Trust in the LORD with all your heart
And do not lean on your own understanding.
In all your ways acknowledge Him,
And He will make your paths straight.
Proverbs 3:5-6


Thanks for sharing, joe. It's a good reminder because I've failed to trust. To be honest, I'm not sure why I've failed to trust. I haven't been hurt in some blatant, astounding way that would make me distrust people or God. I guess I'd attribute it to my flaw of setting such high expectations on people/things and being disappointed - all because I've expected too much of someone or something. Anyway, it's a good passage and something I should pray on a daily basis.

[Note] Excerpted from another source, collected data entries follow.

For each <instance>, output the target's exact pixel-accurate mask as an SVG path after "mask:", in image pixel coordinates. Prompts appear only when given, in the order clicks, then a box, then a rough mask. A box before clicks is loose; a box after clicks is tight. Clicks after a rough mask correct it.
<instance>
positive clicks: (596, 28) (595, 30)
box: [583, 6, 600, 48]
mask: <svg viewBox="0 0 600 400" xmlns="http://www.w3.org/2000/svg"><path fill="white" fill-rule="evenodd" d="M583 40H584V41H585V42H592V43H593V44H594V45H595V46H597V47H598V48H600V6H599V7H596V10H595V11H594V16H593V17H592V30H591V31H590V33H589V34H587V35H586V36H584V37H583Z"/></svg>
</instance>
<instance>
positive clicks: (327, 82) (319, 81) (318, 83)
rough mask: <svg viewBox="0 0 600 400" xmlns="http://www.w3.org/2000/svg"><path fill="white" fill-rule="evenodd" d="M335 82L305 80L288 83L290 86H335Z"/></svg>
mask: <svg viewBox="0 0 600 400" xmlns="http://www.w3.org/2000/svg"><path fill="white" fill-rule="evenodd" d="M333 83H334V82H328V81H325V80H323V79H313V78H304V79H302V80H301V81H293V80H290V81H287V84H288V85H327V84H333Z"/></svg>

I've been pensive lately, continually missing Seattle. I had a painful yet enlightening epiphany on my last trip back to my other home. Lately, I haven't felt spiritually grounded or particularly driven in my faith. I haven't been praying as much, neglect to be truly focused when I do pray or go to Mass, and I haven't felt spiritual vigor in quite some time. But when I went back to the Chapel of St. Ignatius and celebrated Mass, I felt this sense of release, like God had forgiven me for the times I've neglected Him/Her, for the times I've drifted and been hurtful. Like I could start on a fresh slate. That got me thinking, "Why don't I ever feel this way back home? Why doesn't it come easily?" Which led me to my epiphany... It isn't supposed to be easy. I'm struggling to find my way back to God and that doesn't mean it'll be an easy journey. I think it comes more easily when I enter the Chapel because that's where I truly first fell in love. I fell in love with Christ - where it was my choice and my decision to say yes to Him and the place where Jesus told me, "I love you despite your flaws. Come to me. I'm here." The sentimentality of that sacred place will always bring me to that first feeling of love with Christ, where I learned to love and how to worship, how to pray and how to be one with Christ and united with others in Christ.


... brain fart. let's end it here for now. Trust. Hope. Love. Faith.